If anybody knows of a good website where "classifieds" are posted, please let me know......I think at one time "kicked in the head" was one but not as far as I know anymore.

About me:

36 years old. Playing since high school.

Gear: 

1993 Strat Plus Deluxe
2008 Gibson Les Paul
A&L Folk Cedar acoustic with Dean Markley pickup
American Fender Hot Rod Deluxe amp
Bunch of effects and shit......not many, just 4 I use really. Have a bunch I don't use in a bag.

Looking for:

Just the odd gig here and there. I work rotating shifts (but no weekends!!!) so I'm not looking to do this for a living, but I've been playing guitar to long to just sit around, or like what I do now ~ jam with guys who have no desire to "show off". NOT that I'm a show-boater, I just wanna play in front of people, not the mirror.

Not huge on the "Jam night" at the local pub either.....hate walking in and having the same old conversation......"what do you play? I dunno, what do you play?" kinda thing. However that is a good way to meet people.

I play every second Sunday with a great bunch of guys, and have no desire to stop. Like I said I just wanna branch out and play as much as possible. Yes I said Sunday but it ain't no Gospel band......just a day we can meet, lol.....

I play anything but really heavy-dropped tuned metal stuff.

I'm into Pink Floyd, Eric Clapton, Gary Moore, Joe Bonamossa, ZZ Top.......ANY blues based stuff but of course the classic rock stuff aswell.

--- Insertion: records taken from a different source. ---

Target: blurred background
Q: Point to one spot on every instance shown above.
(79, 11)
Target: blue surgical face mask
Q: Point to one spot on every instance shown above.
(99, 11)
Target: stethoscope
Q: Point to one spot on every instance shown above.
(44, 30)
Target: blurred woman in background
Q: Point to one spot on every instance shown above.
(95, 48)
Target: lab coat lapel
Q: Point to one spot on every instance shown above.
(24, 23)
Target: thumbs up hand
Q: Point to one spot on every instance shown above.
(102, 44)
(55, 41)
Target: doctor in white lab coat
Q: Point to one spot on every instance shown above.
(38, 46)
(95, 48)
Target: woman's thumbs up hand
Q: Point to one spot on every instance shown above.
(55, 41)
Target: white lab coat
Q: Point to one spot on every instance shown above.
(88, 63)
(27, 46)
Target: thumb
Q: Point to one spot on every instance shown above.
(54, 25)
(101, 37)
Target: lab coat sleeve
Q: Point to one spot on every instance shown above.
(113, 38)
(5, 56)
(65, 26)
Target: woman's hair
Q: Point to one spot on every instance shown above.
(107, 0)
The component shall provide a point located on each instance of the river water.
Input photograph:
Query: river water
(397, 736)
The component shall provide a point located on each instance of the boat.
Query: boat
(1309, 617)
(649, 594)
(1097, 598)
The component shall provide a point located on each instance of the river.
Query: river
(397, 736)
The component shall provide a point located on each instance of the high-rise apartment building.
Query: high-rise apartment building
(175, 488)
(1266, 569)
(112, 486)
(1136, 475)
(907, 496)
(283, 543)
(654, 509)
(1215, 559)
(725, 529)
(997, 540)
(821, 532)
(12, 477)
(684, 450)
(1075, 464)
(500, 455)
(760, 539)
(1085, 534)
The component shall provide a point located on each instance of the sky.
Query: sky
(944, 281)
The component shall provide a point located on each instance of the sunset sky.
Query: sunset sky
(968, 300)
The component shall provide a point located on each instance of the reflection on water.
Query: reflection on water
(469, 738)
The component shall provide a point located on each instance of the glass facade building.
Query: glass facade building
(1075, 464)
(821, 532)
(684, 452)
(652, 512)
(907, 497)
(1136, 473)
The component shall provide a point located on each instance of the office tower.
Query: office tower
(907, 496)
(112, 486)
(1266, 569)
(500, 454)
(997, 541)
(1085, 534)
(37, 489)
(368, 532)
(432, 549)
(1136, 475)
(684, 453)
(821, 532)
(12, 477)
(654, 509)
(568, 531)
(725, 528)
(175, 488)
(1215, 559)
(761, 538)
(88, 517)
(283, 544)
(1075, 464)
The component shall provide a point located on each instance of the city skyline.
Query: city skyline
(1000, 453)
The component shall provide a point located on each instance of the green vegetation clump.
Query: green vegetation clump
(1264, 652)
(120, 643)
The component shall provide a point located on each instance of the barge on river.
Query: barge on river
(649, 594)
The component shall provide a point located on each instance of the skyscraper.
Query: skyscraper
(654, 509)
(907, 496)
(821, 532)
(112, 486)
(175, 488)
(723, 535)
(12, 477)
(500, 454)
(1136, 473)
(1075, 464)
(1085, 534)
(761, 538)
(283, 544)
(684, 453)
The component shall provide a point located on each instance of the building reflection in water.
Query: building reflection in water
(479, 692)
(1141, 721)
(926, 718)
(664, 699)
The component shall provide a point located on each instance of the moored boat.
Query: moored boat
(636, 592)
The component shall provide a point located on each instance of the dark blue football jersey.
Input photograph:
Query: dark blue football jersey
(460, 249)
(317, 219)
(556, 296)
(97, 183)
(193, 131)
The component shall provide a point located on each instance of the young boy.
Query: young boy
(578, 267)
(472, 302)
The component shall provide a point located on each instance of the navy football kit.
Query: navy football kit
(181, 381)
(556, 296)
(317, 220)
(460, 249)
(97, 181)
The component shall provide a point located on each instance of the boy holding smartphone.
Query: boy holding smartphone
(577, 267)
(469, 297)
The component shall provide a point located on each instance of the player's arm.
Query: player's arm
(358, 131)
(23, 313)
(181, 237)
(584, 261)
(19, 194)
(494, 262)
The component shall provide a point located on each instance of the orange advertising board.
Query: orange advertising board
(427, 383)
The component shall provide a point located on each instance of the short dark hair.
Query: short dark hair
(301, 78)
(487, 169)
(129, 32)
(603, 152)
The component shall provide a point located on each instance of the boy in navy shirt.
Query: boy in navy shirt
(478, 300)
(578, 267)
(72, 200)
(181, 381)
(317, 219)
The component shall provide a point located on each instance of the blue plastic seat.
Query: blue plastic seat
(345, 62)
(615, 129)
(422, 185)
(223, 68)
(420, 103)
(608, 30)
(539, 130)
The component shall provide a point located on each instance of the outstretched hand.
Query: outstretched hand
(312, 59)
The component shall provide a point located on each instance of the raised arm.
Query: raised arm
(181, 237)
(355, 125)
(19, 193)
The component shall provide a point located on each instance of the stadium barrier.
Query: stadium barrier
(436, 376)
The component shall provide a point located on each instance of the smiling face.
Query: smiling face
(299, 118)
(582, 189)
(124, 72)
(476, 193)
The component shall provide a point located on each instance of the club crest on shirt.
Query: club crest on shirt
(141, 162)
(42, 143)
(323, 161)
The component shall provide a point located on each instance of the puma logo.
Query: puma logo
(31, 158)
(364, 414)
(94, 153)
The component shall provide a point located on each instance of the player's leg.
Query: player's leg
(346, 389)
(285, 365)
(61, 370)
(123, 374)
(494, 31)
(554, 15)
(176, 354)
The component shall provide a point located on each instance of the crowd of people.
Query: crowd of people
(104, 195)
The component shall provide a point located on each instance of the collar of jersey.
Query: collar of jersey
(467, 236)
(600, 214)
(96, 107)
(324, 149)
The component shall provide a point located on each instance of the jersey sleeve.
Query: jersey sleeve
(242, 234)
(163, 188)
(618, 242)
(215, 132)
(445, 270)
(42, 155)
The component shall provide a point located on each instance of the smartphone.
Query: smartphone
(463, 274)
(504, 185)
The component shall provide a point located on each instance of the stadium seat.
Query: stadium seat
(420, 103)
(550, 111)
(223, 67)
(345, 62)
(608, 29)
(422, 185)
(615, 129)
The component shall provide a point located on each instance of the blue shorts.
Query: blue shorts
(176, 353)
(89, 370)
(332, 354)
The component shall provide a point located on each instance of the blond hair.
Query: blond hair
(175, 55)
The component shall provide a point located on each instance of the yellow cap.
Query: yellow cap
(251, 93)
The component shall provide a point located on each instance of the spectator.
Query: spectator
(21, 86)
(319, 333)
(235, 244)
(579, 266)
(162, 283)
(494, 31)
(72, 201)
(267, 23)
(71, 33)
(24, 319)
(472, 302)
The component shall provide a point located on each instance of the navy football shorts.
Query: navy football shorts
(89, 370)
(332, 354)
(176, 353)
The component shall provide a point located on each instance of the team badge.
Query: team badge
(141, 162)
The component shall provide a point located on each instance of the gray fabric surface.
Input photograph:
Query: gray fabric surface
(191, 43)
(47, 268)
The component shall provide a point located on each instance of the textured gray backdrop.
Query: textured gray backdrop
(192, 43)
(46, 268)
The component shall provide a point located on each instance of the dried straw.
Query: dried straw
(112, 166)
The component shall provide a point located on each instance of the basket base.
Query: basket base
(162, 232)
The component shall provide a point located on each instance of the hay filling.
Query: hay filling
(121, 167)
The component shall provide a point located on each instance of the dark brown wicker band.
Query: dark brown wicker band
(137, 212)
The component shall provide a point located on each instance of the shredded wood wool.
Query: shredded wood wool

Any questions just ask, and like I said, if anybody knows of a good Canadian band classified website, do help.

Cheers.

Darrin.


----------



## Guest (Nov 7, 2009)

Around and about Toronto:

http://www.eyeweekly.com/
http://www.nowtoronto.com/
http://toronto.en.craigslist.ca/muc/


----------



## Big_Daddy (Apr 2, 2009)

I've hooked up with some local people through www.bandmix.ca .:smile:


----------



## ThePass (Aug 10, 2007)

THANKS!!!!


:smile:


----------



## dwagar (Mar 6, 2006)

you might also try posting something at the local music shops, try your community newsletter too.


----------



## Budda (May 29, 2007)

WORD OF MOUTH!

and check kijiji and craigslist classifieds, that's how my friend scored his sweet bass gig.


----------



## JHarasym (Mar 27, 2007)

There are a lot of ads on www.overhear.com
Select Classifieds for Ontario.


----------



## ThePass (Aug 10, 2007)

Thanks again........!

:wave:


----------